A content calendar is essential for ensuring the smooth and effective delivery of great content. It acts as a roadmap for the months ahead, helping you to ensure that your content meets objectives and targets the right audience.
Editorial teams rely on a content calendar for day-to-day work, using it to check deadlines, allocated tasks and key industry events and important dates. It also provides a bird’s-eye view of content, making it easy to quickly identify any gaps in your coverage.
In essence, a content calendar is a collaboration tool that maximises efficiency and allows you to plan ahead to avoid last minute panics. It should cover everything from the content format and topic through to its delivery channels and publication dates.
Here are a few simple steps to start building your own content calendar.
Brainstorm and identify your topics
Before building a content calendar, you need to have an idea of the topics you plan to cover over at least a two month window, preferably longer. While you don’t need specifics, you do need an overarching idea of the themes. For example, if you sell kitchenware, your content will likely be geared towards Christmas dining in the last quarter. Take these themes and group your content into categories. This could be by season, event or a specific company promotion. Assign each category a colour code as this will make your content calendar easier to eyeball.
Consider content frequency
Once you have your list of themes and categories, consider how often you need to publish content. For example, do you have a regular newsletter? Are there certain topics that require monthly or weekly updates? For each category, you need to know how much content you want to produce and the best time to publish it.
Set deadlines and allocate tasks
This is vital for ensuring maximum and efficient use of resources. Assign every piece of content a publication date and an author. It’s also important to include deadlines for drafts that also allow time for at least two edits. Clear deadlines enable teams to be reactive to unexpected events that may justify a response from your brand, as you will quickly be able to see who has the capacity to take on extra work. Moreover, knowing what your colleagues are working on ensures effective collaboration between team members.
Define your marketing outlets
It’s worth including marketing channels in your content calendar as this will enable you to adjust the format, style, tone of voice and angle of your content accordingly. For each piece of work, note whether it’s for publication on a blog, social network or website.

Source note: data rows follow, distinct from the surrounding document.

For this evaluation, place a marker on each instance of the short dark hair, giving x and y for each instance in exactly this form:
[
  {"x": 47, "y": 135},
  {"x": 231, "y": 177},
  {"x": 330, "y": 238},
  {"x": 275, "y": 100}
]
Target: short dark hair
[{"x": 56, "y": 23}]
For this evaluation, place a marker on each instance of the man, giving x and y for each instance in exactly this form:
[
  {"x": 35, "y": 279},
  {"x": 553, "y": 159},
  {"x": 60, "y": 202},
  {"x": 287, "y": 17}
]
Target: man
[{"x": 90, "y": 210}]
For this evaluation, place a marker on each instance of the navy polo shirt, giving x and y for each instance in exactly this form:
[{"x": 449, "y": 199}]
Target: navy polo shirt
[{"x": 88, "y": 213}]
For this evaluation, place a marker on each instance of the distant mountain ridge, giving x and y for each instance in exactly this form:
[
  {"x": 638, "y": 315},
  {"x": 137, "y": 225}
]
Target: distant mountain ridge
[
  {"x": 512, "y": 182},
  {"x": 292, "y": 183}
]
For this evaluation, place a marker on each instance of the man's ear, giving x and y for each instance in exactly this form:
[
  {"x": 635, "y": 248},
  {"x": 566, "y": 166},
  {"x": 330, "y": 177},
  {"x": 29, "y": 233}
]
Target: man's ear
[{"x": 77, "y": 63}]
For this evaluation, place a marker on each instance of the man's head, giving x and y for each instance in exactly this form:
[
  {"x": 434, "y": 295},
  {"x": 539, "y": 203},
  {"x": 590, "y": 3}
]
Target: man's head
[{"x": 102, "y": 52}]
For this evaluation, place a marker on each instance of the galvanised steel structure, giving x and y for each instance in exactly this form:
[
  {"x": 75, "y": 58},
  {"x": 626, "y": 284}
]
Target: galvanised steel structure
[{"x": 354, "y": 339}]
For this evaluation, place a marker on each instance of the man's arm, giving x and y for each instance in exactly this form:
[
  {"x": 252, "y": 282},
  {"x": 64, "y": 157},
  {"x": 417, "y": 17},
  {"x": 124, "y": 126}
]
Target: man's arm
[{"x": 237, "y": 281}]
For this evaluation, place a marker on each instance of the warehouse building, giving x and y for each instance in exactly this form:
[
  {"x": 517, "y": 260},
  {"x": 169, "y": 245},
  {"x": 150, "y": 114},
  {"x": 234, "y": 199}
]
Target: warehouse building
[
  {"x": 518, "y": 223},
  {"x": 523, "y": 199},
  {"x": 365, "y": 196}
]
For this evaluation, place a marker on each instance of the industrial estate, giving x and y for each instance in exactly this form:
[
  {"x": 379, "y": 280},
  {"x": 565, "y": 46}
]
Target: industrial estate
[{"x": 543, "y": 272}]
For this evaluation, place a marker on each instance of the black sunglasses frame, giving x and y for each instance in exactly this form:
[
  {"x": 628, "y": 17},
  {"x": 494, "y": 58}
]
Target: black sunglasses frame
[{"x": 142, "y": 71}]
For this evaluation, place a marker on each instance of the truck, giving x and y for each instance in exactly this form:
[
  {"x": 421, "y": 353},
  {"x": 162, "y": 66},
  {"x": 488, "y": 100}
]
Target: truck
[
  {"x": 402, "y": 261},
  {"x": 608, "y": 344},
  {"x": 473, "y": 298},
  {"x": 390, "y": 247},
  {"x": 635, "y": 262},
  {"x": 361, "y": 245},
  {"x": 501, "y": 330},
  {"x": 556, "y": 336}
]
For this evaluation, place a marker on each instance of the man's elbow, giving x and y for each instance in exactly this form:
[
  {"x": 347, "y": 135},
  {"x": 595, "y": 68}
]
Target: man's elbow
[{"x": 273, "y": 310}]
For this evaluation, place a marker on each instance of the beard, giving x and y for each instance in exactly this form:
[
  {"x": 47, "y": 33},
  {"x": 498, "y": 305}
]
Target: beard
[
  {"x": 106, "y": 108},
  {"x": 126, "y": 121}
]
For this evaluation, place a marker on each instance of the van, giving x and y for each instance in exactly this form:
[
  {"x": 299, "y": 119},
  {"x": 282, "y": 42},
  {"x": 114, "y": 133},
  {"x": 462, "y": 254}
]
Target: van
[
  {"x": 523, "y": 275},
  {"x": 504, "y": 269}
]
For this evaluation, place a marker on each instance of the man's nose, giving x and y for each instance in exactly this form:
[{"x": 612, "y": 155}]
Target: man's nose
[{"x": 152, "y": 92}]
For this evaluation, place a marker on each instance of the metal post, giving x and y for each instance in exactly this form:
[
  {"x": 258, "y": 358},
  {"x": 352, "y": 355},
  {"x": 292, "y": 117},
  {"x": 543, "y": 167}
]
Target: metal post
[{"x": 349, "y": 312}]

Choose a platform for your content calendar
There are a few questions you need to ask yourself when deciding where to create your content calendar. For example, does it need to be shared across your team and does it need to be updated in real-time? This will determine what platform you use, and it can be as simple as an Excel document or a Google document, which can be shared and updated in real-time. There are a few great templates online that you can use as a guide.
Track your content’s performance
Monitor the performance of every content marketing campaign and measure it according to specific business metrics. This will enable you to constantly adjust and reiterate your content to maximise its chance of success. For this reason, it is worth adding a column to your content calendar that is geared towards at least one of your core metrics. This way you can readily see which content is working well and which is performing poorly. A content calendar should be a dynamic document, so if some content isn’t performing, adjust your content strategy.